DIY U: Edupunks, Edupreneurs, and the Coming Transformation of Higher Education by Anya Kamenetz is a book about how education is changing as technological resources become more prevalent and accessible. The author begins with a brief history behind secondary education, the purpose of colleges and universities in the United States from their inception to the present day. She then moves into the economic dilemmas of education, focusing on how students are indebting themselves in order to be well-educated citizens, something that was presumably the intention behind creating the university system to begin with.
I confess that I slogged through the economics chapter and it was well worth it because what follows is the meat of this book. After presenting a strong argument for where we are and how we got here, Kamenetz pushes forward to offer even stronger arguments for where we should be heading and how we can get there. Drawing on the experiences of others, she explores the roots of open courseware and other ways in which technology is changing education above and beyond the idea of online courses. The book serves not only as a why-to or even when-to but most essentially as a how-to. By emphasizing the resources in a context of practical application, the author invites the reader to dare to dream. Even if you don't know what you want to know, Kamenetz recommends a variety of tools, resources that are available online naturally, to help focus the knowledge seeker. Because so many possibilities are already out there, there really is no excuse for not sampling where you might want to be ten years from now right from your own home--at least that is what she contends.
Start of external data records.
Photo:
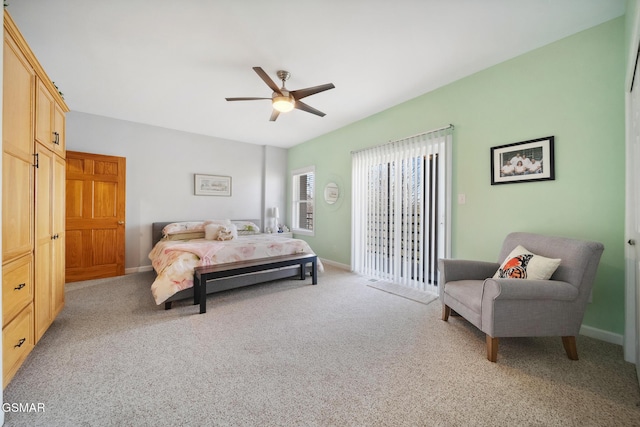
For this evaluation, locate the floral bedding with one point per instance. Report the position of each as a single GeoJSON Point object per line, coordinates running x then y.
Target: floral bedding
{"type": "Point", "coordinates": [174, 260]}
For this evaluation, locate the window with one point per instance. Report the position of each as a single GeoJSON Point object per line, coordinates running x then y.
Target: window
{"type": "Point", "coordinates": [302, 208]}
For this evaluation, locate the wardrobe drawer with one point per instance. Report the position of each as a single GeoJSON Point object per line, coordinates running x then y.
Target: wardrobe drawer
{"type": "Point", "coordinates": [17, 287]}
{"type": "Point", "coordinates": [17, 342]}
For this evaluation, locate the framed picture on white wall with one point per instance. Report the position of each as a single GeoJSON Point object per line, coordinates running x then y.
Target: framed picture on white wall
{"type": "Point", "coordinates": [523, 161]}
{"type": "Point", "coordinates": [212, 185]}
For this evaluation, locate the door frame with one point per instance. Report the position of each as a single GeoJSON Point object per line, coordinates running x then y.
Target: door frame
{"type": "Point", "coordinates": [632, 304]}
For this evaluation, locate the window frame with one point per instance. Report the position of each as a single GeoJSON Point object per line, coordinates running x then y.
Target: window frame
{"type": "Point", "coordinates": [296, 202]}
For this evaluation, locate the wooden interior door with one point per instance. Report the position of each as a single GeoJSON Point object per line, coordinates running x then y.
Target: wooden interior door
{"type": "Point", "coordinates": [95, 216]}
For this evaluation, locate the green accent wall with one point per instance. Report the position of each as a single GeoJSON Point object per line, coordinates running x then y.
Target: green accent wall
{"type": "Point", "coordinates": [572, 89]}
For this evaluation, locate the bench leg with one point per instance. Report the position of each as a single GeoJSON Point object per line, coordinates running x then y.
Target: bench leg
{"type": "Point", "coordinates": [314, 272]}
{"type": "Point", "coordinates": [303, 270]}
{"type": "Point", "coordinates": [203, 297]}
{"type": "Point", "coordinates": [196, 290]}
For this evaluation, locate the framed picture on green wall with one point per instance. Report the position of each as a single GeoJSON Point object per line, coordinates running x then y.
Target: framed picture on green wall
{"type": "Point", "coordinates": [523, 161]}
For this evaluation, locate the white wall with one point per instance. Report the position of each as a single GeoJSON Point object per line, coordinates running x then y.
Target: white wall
{"type": "Point", "coordinates": [160, 167]}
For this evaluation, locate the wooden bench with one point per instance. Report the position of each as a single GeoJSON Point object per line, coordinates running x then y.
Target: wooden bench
{"type": "Point", "coordinates": [202, 275]}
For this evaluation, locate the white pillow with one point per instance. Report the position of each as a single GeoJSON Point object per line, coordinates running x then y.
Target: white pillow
{"type": "Point", "coordinates": [523, 264]}
{"type": "Point", "coordinates": [228, 232]}
{"type": "Point", "coordinates": [212, 231]}
{"type": "Point", "coordinates": [180, 227]}
{"type": "Point", "coordinates": [246, 227]}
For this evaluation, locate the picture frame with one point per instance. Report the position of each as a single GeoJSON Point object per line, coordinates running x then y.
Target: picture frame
{"type": "Point", "coordinates": [524, 161]}
{"type": "Point", "coordinates": [212, 185]}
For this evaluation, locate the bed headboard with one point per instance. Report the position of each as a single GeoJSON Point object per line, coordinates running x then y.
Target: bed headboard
{"type": "Point", "coordinates": [156, 228]}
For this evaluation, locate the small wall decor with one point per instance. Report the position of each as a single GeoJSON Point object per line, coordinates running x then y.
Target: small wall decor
{"type": "Point", "coordinates": [212, 185]}
{"type": "Point", "coordinates": [331, 193]}
{"type": "Point", "coordinates": [523, 161]}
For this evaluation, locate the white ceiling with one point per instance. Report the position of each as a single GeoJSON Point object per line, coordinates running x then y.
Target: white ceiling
{"type": "Point", "coordinates": [171, 63]}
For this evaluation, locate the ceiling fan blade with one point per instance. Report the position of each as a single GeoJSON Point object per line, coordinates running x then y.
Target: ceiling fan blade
{"type": "Point", "coordinates": [244, 99]}
{"type": "Point", "coordinates": [265, 77]}
{"type": "Point", "coordinates": [304, 107]}
{"type": "Point", "coordinates": [302, 93]}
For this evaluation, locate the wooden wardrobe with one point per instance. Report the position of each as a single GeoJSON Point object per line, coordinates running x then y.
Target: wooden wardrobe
{"type": "Point", "coordinates": [33, 201]}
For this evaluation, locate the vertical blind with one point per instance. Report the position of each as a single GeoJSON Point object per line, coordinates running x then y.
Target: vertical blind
{"type": "Point", "coordinates": [401, 209]}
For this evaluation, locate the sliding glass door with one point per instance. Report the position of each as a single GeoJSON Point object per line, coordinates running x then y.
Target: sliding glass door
{"type": "Point", "coordinates": [400, 209]}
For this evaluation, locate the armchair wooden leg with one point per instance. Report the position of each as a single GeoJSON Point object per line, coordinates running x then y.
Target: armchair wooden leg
{"type": "Point", "coordinates": [570, 347]}
{"type": "Point", "coordinates": [492, 348]}
{"type": "Point", "coordinates": [446, 311]}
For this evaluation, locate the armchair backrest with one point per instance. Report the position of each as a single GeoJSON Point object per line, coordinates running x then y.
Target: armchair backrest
{"type": "Point", "coordinates": [579, 258]}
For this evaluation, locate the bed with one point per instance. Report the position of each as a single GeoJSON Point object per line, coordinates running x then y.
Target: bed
{"type": "Point", "coordinates": [174, 257]}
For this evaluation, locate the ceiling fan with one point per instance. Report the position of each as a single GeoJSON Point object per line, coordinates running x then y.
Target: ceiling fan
{"type": "Point", "coordinates": [284, 100]}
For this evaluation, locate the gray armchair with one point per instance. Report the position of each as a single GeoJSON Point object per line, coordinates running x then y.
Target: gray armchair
{"type": "Point", "coordinates": [506, 307]}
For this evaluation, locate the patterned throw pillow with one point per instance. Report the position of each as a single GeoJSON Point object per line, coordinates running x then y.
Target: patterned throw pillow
{"type": "Point", "coordinates": [522, 264]}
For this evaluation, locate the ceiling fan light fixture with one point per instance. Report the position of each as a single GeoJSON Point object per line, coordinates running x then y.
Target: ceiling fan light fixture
{"type": "Point", "coordinates": [284, 104]}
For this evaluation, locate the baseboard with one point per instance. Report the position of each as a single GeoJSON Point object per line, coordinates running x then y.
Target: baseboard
{"type": "Point", "coordinates": [336, 264]}
{"type": "Point", "coordinates": [138, 269]}
{"type": "Point", "coordinates": [601, 335]}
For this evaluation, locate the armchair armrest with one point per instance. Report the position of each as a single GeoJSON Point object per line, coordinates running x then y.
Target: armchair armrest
{"type": "Point", "coordinates": [503, 289]}
{"type": "Point", "coordinates": [459, 269]}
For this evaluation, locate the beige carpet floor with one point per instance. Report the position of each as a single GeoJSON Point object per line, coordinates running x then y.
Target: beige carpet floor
{"type": "Point", "coordinates": [291, 354]}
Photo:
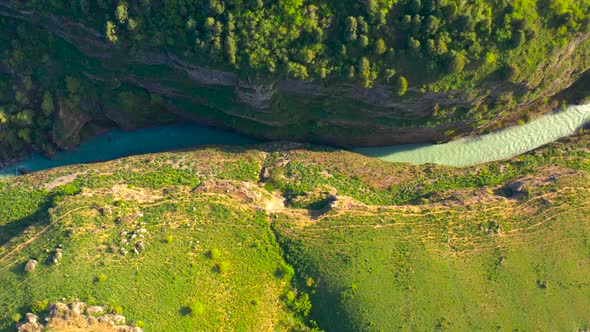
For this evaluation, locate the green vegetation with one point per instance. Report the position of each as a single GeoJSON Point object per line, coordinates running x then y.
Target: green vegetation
{"type": "Point", "coordinates": [332, 237]}
{"type": "Point", "coordinates": [114, 65]}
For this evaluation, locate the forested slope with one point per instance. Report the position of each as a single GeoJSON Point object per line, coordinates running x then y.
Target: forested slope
{"type": "Point", "coordinates": [294, 237]}
{"type": "Point", "coordinates": [340, 72]}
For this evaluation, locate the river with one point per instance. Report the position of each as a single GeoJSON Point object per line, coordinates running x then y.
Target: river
{"type": "Point", "coordinates": [499, 145]}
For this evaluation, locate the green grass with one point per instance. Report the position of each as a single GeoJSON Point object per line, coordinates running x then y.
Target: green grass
{"type": "Point", "coordinates": [432, 248]}
{"type": "Point", "coordinates": [237, 290]}
{"type": "Point", "coordinates": [399, 271]}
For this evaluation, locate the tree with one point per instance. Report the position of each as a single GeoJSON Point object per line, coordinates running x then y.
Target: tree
{"type": "Point", "coordinates": [297, 70]}
{"type": "Point", "coordinates": [518, 39]}
{"type": "Point", "coordinates": [380, 46]}
{"type": "Point", "coordinates": [351, 28]}
{"type": "Point", "coordinates": [230, 49]}
{"type": "Point", "coordinates": [455, 62]}
{"type": "Point", "coordinates": [363, 41]}
{"type": "Point", "coordinates": [111, 32]}
{"type": "Point", "coordinates": [306, 55]}
{"type": "Point", "coordinates": [47, 104]}
{"type": "Point", "coordinates": [122, 13]}
{"type": "Point", "coordinates": [365, 71]}
{"type": "Point", "coordinates": [216, 6]}
{"type": "Point", "coordinates": [401, 86]}
{"type": "Point", "coordinates": [389, 74]}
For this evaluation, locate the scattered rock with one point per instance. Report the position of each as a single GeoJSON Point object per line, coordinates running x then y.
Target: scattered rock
{"type": "Point", "coordinates": [31, 265]}
{"type": "Point", "coordinates": [105, 211]}
{"type": "Point", "coordinates": [30, 325]}
{"type": "Point", "coordinates": [516, 188]}
{"type": "Point", "coordinates": [57, 256]}
{"type": "Point", "coordinates": [265, 174]}
{"type": "Point", "coordinates": [94, 310]}
{"type": "Point", "coordinates": [74, 316]}
{"type": "Point", "coordinates": [78, 308]}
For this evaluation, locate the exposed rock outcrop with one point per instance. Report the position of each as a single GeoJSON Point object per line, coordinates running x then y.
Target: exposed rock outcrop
{"type": "Point", "coordinates": [76, 316]}
{"type": "Point", "coordinates": [339, 113]}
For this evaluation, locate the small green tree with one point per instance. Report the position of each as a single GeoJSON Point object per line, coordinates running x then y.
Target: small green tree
{"type": "Point", "coordinates": [122, 13]}
{"type": "Point", "coordinates": [401, 86]}
{"type": "Point", "coordinates": [47, 105]}
{"type": "Point", "coordinates": [351, 28]}
{"type": "Point", "coordinates": [214, 254]}
{"type": "Point", "coordinates": [39, 305]}
{"type": "Point", "coordinates": [196, 308]}
{"type": "Point", "coordinates": [111, 32]}
{"type": "Point", "coordinates": [380, 46]}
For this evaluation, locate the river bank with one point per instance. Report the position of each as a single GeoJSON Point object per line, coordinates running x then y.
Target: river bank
{"type": "Point", "coordinates": [498, 145]}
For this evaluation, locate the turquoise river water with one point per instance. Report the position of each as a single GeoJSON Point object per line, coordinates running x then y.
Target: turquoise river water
{"type": "Point", "coordinates": [499, 145]}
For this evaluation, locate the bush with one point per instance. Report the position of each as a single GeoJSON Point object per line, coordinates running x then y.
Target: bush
{"type": "Point", "coordinates": [196, 308]}
{"type": "Point", "coordinates": [222, 267]}
{"type": "Point", "coordinates": [115, 309]}
{"type": "Point", "coordinates": [214, 254]}
{"type": "Point", "coordinates": [302, 305]}
{"type": "Point", "coordinates": [39, 305]}
{"type": "Point", "coordinates": [16, 317]}
{"type": "Point", "coordinates": [401, 86]}
{"type": "Point", "coordinates": [285, 271]}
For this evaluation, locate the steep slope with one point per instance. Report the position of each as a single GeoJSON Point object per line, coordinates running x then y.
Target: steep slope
{"type": "Point", "coordinates": [375, 245]}
{"type": "Point", "coordinates": [345, 74]}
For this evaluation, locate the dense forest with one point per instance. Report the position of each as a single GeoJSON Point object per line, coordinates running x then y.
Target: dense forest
{"type": "Point", "coordinates": [406, 45]}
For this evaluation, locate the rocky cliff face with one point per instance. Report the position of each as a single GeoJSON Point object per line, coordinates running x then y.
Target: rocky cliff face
{"type": "Point", "coordinates": [333, 113]}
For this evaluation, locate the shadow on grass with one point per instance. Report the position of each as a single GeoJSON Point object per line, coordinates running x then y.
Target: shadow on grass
{"type": "Point", "coordinates": [39, 216]}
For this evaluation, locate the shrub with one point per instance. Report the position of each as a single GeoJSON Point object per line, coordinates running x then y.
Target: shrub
{"type": "Point", "coordinates": [214, 254]}
{"type": "Point", "coordinates": [39, 305]}
{"type": "Point", "coordinates": [401, 86]}
{"type": "Point", "coordinates": [115, 309]}
{"type": "Point", "coordinates": [222, 267]}
{"type": "Point", "coordinates": [285, 271]}
{"type": "Point", "coordinates": [302, 305]}
{"type": "Point", "coordinates": [16, 317]}
{"type": "Point", "coordinates": [196, 308]}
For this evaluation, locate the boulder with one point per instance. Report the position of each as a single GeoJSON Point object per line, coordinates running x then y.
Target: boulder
{"type": "Point", "coordinates": [77, 308]}
{"type": "Point", "coordinates": [94, 310]}
{"type": "Point", "coordinates": [60, 310]}
{"type": "Point", "coordinates": [57, 256]}
{"type": "Point", "coordinates": [31, 265]}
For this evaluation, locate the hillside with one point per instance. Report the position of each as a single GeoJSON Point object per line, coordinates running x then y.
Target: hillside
{"type": "Point", "coordinates": [287, 236]}
{"type": "Point", "coordinates": [345, 73]}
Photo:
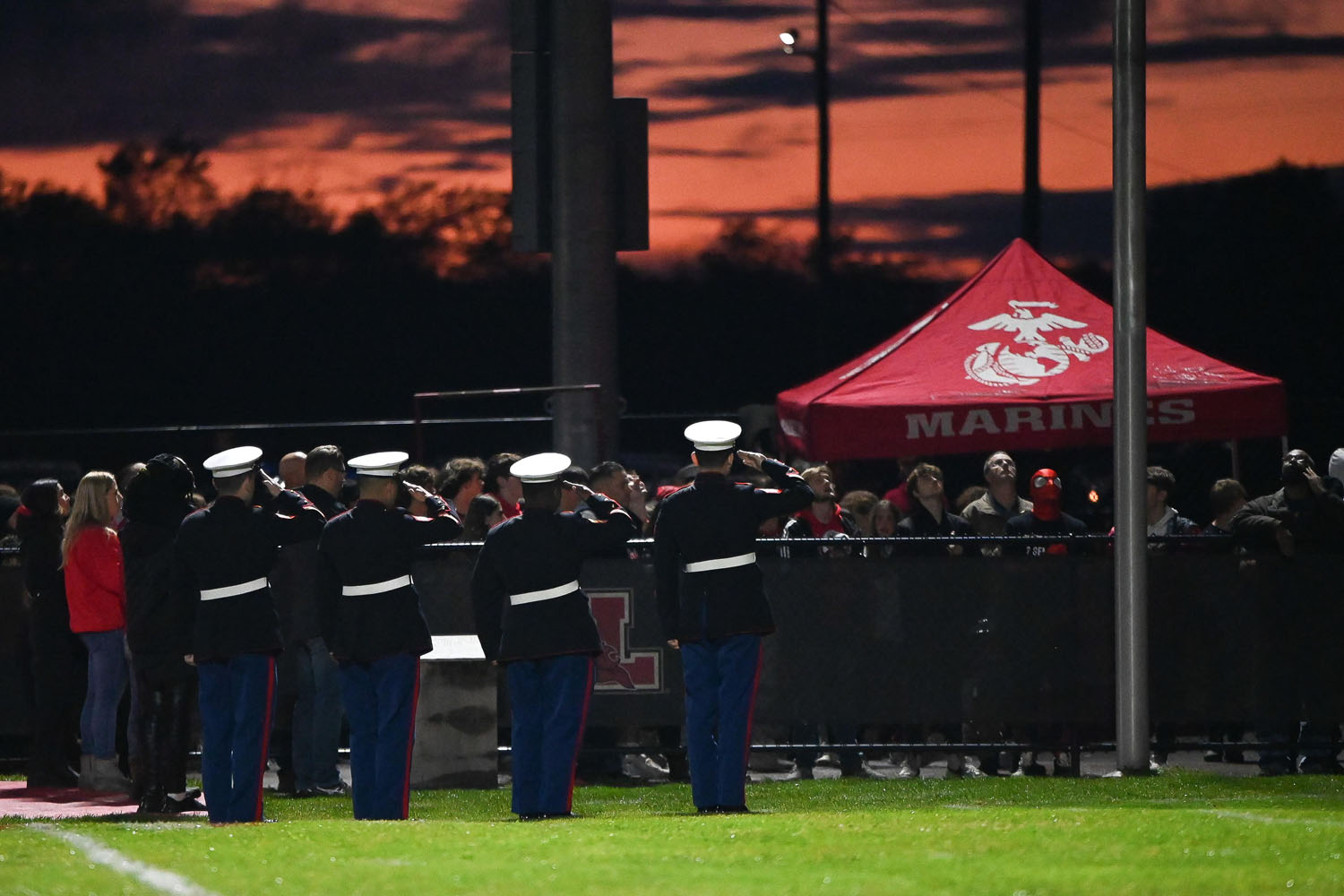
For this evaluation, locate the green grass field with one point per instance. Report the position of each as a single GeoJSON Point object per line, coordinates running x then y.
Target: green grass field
{"type": "Point", "coordinates": [1175, 833]}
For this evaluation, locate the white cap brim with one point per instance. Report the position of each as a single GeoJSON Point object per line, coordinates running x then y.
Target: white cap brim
{"type": "Point", "coordinates": [384, 463]}
{"type": "Point", "coordinates": [233, 461]}
{"type": "Point", "coordinates": [540, 468]}
{"type": "Point", "coordinates": [714, 435]}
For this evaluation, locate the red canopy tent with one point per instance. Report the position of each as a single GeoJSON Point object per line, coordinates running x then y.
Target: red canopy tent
{"type": "Point", "coordinates": [1019, 358]}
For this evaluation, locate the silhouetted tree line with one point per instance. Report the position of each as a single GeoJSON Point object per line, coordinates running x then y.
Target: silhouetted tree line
{"type": "Point", "coordinates": [167, 303]}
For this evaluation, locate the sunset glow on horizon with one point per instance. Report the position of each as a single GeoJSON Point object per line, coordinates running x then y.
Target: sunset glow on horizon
{"type": "Point", "coordinates": [347, 99]}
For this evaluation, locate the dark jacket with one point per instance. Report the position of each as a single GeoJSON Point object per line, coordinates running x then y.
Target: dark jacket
{"type": "Point", "coordinates": [1031, 524]}
{"type": "Point", "coordinates": [293, 582]}
{"type": "Point", "coordinates": [39, 547]}
{"type": "Point", "coordinates": [228, 544]}
{"type": "Point", "coordinates": [367, 544]}
{"type": "Point", "coordinates": [1316, 522]}
{"type": "Point", "coordinates": [537, 551]}
{"type": "Point", "coordinates": [158, 624]}
{"type": "Point", "coordinates": [921, 522]}
{"type": "Point", "coordinates": [714, 519]}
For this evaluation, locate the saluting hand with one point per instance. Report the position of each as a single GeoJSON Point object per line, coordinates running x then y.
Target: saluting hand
{"type": "Point", "coordinates": [585, 492]}
{"type": "Point", "coordinates": [271, 485]}
{"type": "Point", "coordinates": [417, 492]}
{"type": "Point", "coordinates": [752, 458]}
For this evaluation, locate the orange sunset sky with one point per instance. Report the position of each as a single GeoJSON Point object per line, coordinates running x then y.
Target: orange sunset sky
{"type": "Point", "coordinates": [349, 97]}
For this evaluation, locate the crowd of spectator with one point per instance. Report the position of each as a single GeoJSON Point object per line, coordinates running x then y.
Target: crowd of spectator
{"type": "Point", "coordinates": [96, 573]}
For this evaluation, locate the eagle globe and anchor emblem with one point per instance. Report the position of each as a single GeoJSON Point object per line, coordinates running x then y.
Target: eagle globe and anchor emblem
{"type": "Point", "coordinates": [1035, 357]}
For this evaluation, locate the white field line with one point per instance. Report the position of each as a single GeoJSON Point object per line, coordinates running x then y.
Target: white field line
{"type": "Point", "coordinates": [158, 879]}
{"type": "Point", "coordinates": [1274, 820]}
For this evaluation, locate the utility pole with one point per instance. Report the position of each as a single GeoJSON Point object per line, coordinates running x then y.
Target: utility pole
{"type": "Point", "coordinates": [822, 67]}
{"type": "Point", "coordinates": [580, 193]}
{"type": "Point", "coordinates": [1031, 129]}
{"type": "Point", "coordinates": [1131, 383]}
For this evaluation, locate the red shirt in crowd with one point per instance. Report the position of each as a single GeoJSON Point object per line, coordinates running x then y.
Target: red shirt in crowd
{"type": "Point", "coordinates": [96, 583]}
{"type": "Point", "coordinates": [819, 528]}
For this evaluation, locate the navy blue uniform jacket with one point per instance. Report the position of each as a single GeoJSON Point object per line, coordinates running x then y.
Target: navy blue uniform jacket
{"type": "Point", "coordinates": [535, 551]}
{"type": "Point", "coordinates": [710, 520]}
{"type": "Point", "coordinates": [226, 544]}
{"type": "Point", "coordinates": [367, 544]}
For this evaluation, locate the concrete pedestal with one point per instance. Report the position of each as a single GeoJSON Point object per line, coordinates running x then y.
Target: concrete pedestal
{"type": "Point", "coordinates": [456, 720]}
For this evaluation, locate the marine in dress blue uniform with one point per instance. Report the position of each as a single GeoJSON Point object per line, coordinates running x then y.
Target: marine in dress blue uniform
{"type": "Point", "coordinates": [375, 626]}
{"type": "Point", "coordinates": [222, 557]}
{"type": "Point", "coordinates": [712, 603]}
{"type": "Point", "coordinates": [532, 616]}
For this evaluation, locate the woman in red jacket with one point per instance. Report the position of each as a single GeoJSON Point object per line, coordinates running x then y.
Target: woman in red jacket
{"type": "Point", "coordinates": [96, 590]}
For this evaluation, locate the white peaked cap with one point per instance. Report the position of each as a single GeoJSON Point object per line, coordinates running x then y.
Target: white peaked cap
{"type": "Point", "coordinates": [233, 462]}
{"type": "Point", "coordinates": [378, 463]}
{"type": "Point", "coordinates": [540, 468]}
{"type": "Point", "coordinates": [714, 435]}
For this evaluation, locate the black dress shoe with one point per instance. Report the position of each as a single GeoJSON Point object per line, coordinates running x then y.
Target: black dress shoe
{"type": "Point", "coordinates": [185, 804]}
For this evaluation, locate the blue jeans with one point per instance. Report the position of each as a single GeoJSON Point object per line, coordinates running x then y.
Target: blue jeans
{"type": "Point", "coordinates": [720, 678]}
{"type": "Point", "coordinates": [107, 684]}
{"type": "Point", "coordinates": [381, 705]}
{"type": "Point", "coordinates": [316, 727]}
{"type": "Point", "coordinates": [550, 700]}
{"type": "Point", "coordinates": [237, 696]}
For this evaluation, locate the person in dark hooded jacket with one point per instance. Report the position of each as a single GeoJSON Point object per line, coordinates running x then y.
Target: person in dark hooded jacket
{"type": "Point", "coordinates": [156, 503]}
{"type": "Point", "coordinates": [58, 659]}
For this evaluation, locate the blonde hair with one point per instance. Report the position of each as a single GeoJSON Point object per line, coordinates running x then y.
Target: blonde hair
{"type": "Point", "coordinates": [88, 508]}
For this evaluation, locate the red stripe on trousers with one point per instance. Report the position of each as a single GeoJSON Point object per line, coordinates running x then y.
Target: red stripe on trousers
{"type": "Point", "coordinates": [410, 748]}
{"type": "Point", "coordinates": [265, 734]}
{"type": "Point", "coordinates": [578, 743]}
{"type": "Point", "coordinates": [755, 683]}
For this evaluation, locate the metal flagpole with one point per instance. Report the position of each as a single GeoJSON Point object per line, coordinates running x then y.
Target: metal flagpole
{"type": "Point", "coordinates": [1128, 110]}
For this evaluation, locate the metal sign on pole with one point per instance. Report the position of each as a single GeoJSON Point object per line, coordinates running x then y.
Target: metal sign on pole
{"type": "Point", "coordinates": [1128, 112]}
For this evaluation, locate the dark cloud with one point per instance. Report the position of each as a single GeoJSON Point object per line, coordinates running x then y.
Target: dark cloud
{"type": "Point", "coordinates": [693, 10]}
{"type": "Point", "coordinates": [77, 72]}
{"type": "Point", "coordinates": [961, 225]}
{"type": "Point", "coordinates": [121, 69]}
{"type": "Point", "coordinates": [693, 152]}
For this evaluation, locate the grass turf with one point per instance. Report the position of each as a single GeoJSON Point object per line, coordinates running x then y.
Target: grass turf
{"type": "Point", "coordinates": [1175, 833]}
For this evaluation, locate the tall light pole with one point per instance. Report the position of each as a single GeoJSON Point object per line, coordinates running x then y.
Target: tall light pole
{"type": "Point", "coordinates": [1131, 366]}
{"type": "Point", "coordinates": [1031, 129]}
{"type": "Point", "coordinates": [822, 75]}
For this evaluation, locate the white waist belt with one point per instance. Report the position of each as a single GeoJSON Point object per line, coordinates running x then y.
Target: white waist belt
{"type": "Point", "coordinates": [545, 594]}
{"type": "Point", "coordinates": [233, 590]}
{"type": "Point", "coordinates": [375, 587]}
{"type": "Point", "coordinates": [722, 563]}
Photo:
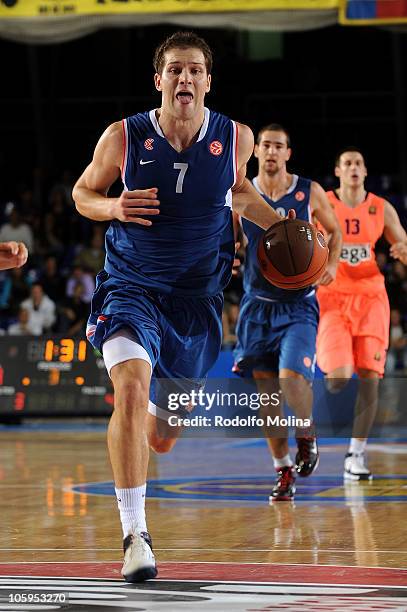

As Kamenetz says in the book, even five years ago many of the resources she recommends were not available. No doubt, many of the resources she highlights will have come and gone five or ten years from now. (Hopefully, for most of these websites, such will not be the case.) That is the way things seem to go on the internet. Will this book be as relevant then as it is now? Perhaps not. Prescience comes at the price of realization. When one foresees a trend or an opportunity, throws a spotlight on it and asks "Do you see what I see?", when fruition inevitably follows the significance of foresight becomes hindsight and people just tend to move on. So I would say read this book sooner rather than later. The invitation on the pages is there but hesitation may make the delivery too late to arrive at the party.